Luck chain letter. Death-Lottery type. "It does work." Kiss title. No unbeliever's death. US, 1996.

Kiss someone you love when you get this letter and make magic. This paper was
sent to you for good Luck. The original copy is in New England. It has been
around the world nine times. The Luck has been sent to you. You will receive
good Luck in four days. This is no joke! You will receive it in the mail. Send
copies to people that you think need good Luck. Don't send money as fate has no
price. Do not keep this letter. It must leave your hands in 96 hours. An Air
Force officer received $70,000 in four days. Joe Elliot received $40,000 and
lost it because he broke the chain. While in the Philippines, Gene Wolfe lost his
wife six days after receiving this letter. He failed to circulate the letter.
However before her death she had won $50,000 in a lottery. The money was
transferred to him four days after he decided to mail out this letter. Please make
twenty copies of this letter and see what happens in four days. The chain comes
from South Venezuela and as written by Saul Anthony Decroe, a missionary
from South America. Since the copy must make a tour of the world, you must
make twenty copies and send them to your friends and associates.

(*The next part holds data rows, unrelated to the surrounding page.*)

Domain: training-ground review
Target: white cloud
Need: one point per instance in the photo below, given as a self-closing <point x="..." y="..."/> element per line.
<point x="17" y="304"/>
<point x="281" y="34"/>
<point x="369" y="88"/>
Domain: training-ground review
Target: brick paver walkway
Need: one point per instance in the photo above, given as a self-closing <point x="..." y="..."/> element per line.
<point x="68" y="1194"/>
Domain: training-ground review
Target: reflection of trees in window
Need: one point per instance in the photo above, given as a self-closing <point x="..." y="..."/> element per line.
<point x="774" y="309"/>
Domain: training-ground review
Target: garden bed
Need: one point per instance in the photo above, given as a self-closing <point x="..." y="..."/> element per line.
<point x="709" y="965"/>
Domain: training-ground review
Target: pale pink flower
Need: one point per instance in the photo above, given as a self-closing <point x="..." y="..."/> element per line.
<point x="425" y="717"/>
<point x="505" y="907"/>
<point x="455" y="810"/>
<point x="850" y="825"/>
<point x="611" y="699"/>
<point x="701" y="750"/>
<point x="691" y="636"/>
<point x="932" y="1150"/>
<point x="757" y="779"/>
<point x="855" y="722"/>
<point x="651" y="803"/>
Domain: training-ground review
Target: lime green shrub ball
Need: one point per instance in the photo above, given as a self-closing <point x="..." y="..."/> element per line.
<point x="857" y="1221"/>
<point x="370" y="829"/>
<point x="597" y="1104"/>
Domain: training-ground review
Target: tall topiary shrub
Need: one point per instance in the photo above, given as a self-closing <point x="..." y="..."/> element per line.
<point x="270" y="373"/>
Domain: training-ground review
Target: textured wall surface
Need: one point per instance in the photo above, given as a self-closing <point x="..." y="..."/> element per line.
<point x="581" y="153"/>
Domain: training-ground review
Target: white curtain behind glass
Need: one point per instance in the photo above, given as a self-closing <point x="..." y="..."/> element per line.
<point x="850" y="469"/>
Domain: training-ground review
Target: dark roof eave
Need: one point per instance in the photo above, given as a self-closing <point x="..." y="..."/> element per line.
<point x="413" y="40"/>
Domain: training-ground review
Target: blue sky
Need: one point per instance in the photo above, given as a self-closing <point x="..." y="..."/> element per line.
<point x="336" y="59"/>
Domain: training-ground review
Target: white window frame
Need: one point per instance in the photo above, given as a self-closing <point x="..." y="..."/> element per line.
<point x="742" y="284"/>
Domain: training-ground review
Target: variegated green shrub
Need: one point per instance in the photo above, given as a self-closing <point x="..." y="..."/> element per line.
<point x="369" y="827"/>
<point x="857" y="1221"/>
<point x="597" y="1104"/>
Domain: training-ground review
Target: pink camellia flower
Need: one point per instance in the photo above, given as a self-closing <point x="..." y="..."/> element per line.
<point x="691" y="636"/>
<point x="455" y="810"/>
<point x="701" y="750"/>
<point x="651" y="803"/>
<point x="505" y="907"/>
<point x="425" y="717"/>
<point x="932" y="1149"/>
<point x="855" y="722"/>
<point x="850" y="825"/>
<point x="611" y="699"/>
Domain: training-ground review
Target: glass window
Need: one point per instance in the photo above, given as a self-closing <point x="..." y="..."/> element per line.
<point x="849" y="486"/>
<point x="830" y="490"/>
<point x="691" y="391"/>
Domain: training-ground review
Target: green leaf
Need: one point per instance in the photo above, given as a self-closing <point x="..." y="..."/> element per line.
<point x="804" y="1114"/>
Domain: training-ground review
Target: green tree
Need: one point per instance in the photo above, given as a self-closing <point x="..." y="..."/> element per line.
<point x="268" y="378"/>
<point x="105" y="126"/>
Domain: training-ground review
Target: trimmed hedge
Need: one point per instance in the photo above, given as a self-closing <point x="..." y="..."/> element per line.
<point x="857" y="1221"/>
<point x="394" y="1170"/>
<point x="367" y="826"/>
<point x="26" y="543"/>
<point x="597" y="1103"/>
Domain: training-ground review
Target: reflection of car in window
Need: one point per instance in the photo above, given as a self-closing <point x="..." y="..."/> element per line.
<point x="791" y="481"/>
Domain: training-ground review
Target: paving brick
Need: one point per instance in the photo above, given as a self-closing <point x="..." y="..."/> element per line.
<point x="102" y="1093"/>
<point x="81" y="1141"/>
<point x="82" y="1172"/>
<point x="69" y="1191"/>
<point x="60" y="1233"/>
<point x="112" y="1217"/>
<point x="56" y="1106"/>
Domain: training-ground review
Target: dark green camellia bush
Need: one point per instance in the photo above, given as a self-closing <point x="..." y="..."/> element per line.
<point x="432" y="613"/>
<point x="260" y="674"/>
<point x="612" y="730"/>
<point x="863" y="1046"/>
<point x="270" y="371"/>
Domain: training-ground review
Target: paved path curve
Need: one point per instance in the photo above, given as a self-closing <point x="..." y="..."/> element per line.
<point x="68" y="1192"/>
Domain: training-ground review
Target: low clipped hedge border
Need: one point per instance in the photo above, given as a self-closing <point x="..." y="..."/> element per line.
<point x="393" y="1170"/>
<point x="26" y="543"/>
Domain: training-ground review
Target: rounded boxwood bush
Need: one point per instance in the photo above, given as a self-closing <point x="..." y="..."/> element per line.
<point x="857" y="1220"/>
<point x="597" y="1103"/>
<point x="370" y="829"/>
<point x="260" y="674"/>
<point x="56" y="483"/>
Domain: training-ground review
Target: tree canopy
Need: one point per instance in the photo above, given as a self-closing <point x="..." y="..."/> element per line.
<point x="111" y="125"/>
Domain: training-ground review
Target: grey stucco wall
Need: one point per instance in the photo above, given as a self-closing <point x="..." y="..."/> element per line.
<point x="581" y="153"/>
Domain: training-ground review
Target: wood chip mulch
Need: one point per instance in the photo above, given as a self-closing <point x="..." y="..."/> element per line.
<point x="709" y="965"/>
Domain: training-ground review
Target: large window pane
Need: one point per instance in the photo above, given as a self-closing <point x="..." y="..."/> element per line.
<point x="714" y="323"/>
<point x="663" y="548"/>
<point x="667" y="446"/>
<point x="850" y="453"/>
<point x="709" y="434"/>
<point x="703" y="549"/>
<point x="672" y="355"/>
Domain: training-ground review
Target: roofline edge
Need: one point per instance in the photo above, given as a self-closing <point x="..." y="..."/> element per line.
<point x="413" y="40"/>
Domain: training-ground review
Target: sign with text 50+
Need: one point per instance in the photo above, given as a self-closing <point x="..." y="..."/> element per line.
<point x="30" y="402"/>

After a few
days you will get a surprise. This is true even though you are not superstitious.
So note the following: Constantine Dens received the chain in 1958. He asked
his secretary to make twenty copies and send them out. A few days later he won
a lottery of two million dollars. Andy Doddit, an office employee, received this
letter and forgot it had to leave his hands within 96 hours. He lost his job. Later
after finding the letter again he mailed out twenty copies. A few days later he got
a better job.

Please send no money.  Please don't ignore this.  IT DOES WORK!

Late generation photocopy of word processor original (full justification, ornate font and border).  Mailed anonymously from San Francisco on April 1, 1996 to Susan Scott in Corte Madera, Calif. Lines preserved. Provided by Susan Scott to DWV.